According to the book "Case Closed" by Gerald Posner, Kennedy's movements after the first shot, with his elbows raised and hands to his neck, are a classic sign of a spinal cord injury called "Thorburn's position". If he had a spinal cord injury, perhaps this would have limited his subsequent movements more than the corset.
If there were some grand conspiracy with a cast of thousands, how the hell did they manage to keep it quite for 44 years? It completly defies logic for anyone not as kooked-out as Oliver Stone.
Uhh, no. JFK's arm is raised on the side of the car. In that position, the entry point on the back is elevated above the exit on the throat.
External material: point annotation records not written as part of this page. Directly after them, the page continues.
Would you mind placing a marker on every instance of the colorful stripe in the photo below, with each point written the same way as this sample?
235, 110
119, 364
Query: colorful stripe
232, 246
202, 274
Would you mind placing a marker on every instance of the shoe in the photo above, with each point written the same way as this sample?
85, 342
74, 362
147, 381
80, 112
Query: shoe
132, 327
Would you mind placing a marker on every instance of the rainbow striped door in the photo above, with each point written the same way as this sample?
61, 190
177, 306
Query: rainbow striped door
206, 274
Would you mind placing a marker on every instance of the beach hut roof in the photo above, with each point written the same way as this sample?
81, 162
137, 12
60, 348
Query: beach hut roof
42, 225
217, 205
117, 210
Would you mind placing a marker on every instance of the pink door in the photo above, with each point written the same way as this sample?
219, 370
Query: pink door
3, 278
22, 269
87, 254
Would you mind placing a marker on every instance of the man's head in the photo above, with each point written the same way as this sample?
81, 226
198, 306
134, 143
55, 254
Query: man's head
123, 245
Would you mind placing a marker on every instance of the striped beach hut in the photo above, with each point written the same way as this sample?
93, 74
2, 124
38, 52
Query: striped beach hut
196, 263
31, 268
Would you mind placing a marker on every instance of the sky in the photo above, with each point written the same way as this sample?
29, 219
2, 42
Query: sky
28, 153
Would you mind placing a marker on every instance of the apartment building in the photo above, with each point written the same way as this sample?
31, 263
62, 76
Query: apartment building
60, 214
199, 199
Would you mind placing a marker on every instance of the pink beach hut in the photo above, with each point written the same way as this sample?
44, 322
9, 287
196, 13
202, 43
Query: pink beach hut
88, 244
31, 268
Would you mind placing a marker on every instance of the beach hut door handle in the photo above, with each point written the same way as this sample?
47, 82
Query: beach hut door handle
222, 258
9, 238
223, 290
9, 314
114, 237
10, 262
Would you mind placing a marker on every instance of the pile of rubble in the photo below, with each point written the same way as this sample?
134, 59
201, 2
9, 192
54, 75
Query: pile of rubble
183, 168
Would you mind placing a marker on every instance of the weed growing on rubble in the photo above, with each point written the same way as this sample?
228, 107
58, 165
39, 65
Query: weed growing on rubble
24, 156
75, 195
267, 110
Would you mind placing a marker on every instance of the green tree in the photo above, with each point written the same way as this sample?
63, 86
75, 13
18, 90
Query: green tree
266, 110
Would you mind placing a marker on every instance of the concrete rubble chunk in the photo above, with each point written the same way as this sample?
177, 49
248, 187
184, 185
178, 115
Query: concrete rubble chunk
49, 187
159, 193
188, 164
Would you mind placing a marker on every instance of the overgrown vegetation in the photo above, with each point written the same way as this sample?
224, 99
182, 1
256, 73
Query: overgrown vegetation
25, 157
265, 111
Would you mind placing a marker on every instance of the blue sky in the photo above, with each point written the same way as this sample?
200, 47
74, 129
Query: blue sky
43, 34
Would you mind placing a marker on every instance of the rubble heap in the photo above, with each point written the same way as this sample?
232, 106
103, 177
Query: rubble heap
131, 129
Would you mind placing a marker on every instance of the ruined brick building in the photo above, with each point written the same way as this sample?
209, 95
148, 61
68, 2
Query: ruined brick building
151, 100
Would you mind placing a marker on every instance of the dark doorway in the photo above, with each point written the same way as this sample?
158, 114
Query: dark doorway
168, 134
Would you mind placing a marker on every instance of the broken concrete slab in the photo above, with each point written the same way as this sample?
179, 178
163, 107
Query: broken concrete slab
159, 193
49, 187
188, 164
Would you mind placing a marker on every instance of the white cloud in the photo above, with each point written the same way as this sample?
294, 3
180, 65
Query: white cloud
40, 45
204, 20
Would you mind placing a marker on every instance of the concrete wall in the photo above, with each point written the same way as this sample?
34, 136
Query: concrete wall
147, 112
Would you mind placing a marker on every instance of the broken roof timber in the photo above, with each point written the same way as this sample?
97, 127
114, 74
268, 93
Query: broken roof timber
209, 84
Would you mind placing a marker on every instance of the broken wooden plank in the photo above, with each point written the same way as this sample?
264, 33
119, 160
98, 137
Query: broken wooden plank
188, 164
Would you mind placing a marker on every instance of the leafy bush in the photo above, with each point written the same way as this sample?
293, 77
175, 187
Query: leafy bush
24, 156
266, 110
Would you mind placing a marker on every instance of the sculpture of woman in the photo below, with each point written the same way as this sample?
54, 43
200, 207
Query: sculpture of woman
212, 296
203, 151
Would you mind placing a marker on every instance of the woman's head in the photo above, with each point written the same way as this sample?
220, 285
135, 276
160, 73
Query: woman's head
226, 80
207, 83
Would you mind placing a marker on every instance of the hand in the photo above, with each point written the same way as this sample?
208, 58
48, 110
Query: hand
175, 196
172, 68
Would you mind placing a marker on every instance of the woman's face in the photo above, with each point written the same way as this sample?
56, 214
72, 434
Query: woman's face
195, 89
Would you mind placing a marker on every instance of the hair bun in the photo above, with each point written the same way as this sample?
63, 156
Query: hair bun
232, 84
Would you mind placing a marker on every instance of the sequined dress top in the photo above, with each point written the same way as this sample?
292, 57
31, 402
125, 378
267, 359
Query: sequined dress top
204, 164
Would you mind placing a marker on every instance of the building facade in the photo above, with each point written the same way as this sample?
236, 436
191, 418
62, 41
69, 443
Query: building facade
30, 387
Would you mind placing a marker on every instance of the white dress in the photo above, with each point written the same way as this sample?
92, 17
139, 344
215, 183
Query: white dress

Bullet did not "climb".
Look closely at the picture in post #67. Line up a point 5 inches down the back of JFK's coat, exiting at his tie..
It does not line up with the 'gov' unless you're practically standing behind the limo. From high above in the 6th floor, the angle is all wrong.
Unless you believe in Spectors magic bullet.
All I can say is that if you can't hit a fixed target at less than 100 yards using a scoped 30 caliber rifle, you should give up shooting. You are likely hurt yourself or someone else and you are wasting good ammunition.
BTW. Plenty of "marksmen" have duplicated Oswald's feat because it was no feat at all. It was easy as hell.